Propagate error to all generate() tasks.

Source code in vllm/v1/engine/output_processor.py
def propagate_error(self, e: Exception):
    """Propagate error to all generate() tasks."""

    for _, state in self.request_states.items():
        assert state.queue is not None
        state.queue.put(e)

RequestOutputCollector

Collects streamed RequestOutputs per individual request, for hand-off to the consuming asyncio generate task.

When streaming deltas, RequestOutputs are merged if the producer gets ahead of the consumer.

Source code in vllm/v1/engine/output_processor.py
class RequestOutputCollector:
    """
    Collects streamed RequestOutputs per individual request,
    for hand-off to the consuming asyncio generate task.

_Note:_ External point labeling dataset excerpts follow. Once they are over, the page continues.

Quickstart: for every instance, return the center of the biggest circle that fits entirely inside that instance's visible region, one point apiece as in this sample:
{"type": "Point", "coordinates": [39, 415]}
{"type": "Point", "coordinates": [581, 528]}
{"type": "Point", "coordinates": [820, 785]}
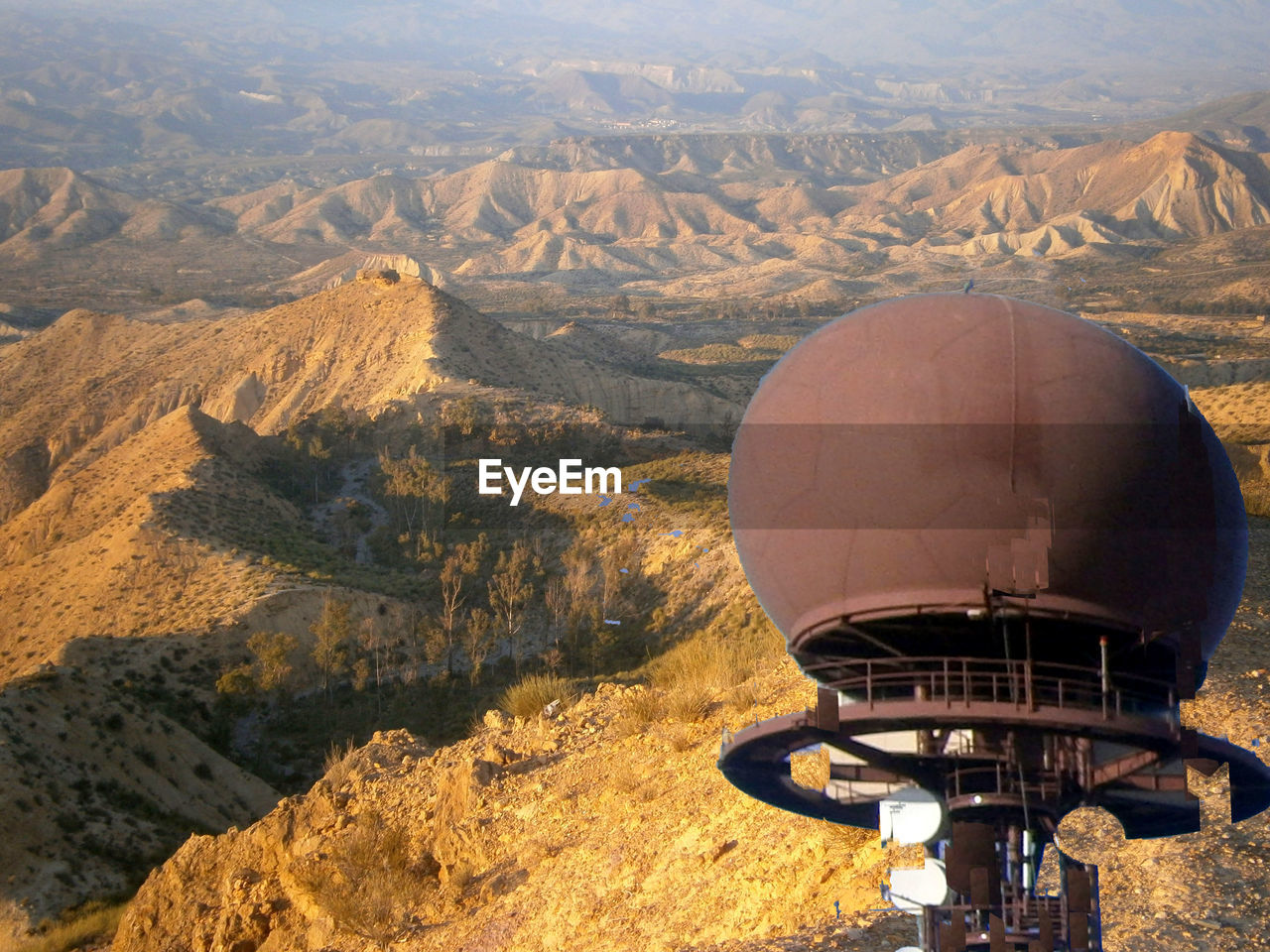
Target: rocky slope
{"type": "Point", "coordinates": [597, 828]}
{"type": "Point", "coordinates": [580, 830]}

    When streaming deltas, RequestOutputs are merged if the
    producer gets ahead of the consumer.
    """

    def __init__(self, output_kind: RequestOutputKind, request_id: str):
        self.aggregate = output_kind == RequestOutputKind.DELTA
        self.request_id = request_id
        self.output: RequestOutput | PoolingRequestOutput | Exception | None = None
        self.ready = asyncio.Event()

        self._input_stream_task: asyncio.Task | None = None

    def put(self, output: RequestOutput | PoolingRequestOutput | Exception) -> None:
        """Non-blocking put operation."""
        if self.output is None or isinstance(output, Exception):
            self.output = output
            self.ready.set()
        elif isinstance(self.output, RequestOutput) and isinstance(
            output, RequestOutput
        ):
            # This ensures that request outputs with different request indexes
            # (if n > 1) do not override each other.
            self.output.add(output, aggregate=self.aggregate)
        elif isinstance(self.output, PoolingRequestOutput) and isinstance(
            output, PoolingRequestOutput
        ):
            self.output = output

    async def get(self) -> RequestOutput | PoolingRequestOutput:
        """Get operation blocks on put event."""
        while (output := self.output) is None:
            await self.ready.wait()
        self.output = None
        self.ready.clear()
        if isinstance(output, Exception):
            raise output
        return output

    def get_nowait(self) -> RequestOutput | PoolingRequestOutput | None:
        """Non-blocking get operation."""
        output = self.output
        if output is not None:
            self.output = None
            self.ready.clear()
        if isinstance(output, Exception):
            raise output
        return output

    def close(self):
        if self._input_stream_task is not None:
            self._input_stream_task.cancel()
        self._input_stream_task = None

    def __del__(self):
        if (task := self._input_stream_task) is not None:
            task.get_loop().call_soon_threadsafe(task.cancel)
            self._input_stream_task = None

get async

Get operation blocks on put event.

Source code in vllm/v1/engine/output_processor.py
async def get(self) -> RequestOutput | PoolingRequestOutput:
    """Get operation blocks on put event."""
    while (output := self.output) is None:
        await self.ready.wait()
    self.output = None
    self.ready.clear()
    if isinstance(output, Exception):
        raise output
    return output

get_nowait

get_nowait() -> RequestOutput | PoolingRequestOutput | None

Non-blocking get operation.

Source code in vllm/v1/engine/output_processor.py
def get_nowait(self) -> RequestOutput | PoolingRequestOutput | None:
    """Non-blocking get operation."""
    output = self.output
    if output is not None:
        self.output = None
        self.ready.clear()
    if isinstance(output, Exception):
        raise output
    return output

put

put(
    output: RequestOutput
    | PoolingRequestOutput
    | Exception,
) -> None

Non-blocking put operation.

Source code in vllm/v1/engine/output_processor.py
def put(self, output: RequestOutput | PoolingRequestOutput | Exception) -> None:
    """Non-blocking put operation."""
    if self.output is None or isinstance(output, Exception):
        self.output = output
        self.ready.set()
    elif isinstance(self.output, RequestOutput) and isinstance(
        output, RequestOutput
    ):
        # This ensures that request outputs with different request indexes
        # (if n > 1) do not override each other.
        self.output.add(output, aggregate=self.aggregate)
    elif isinstance(self.output, PoolingRequestOutput) and isinstance(
        output, PoolingRequestOutput
    ):
        self.output = output

StreamingUpdate dataclass

Streaming input update data for output processor.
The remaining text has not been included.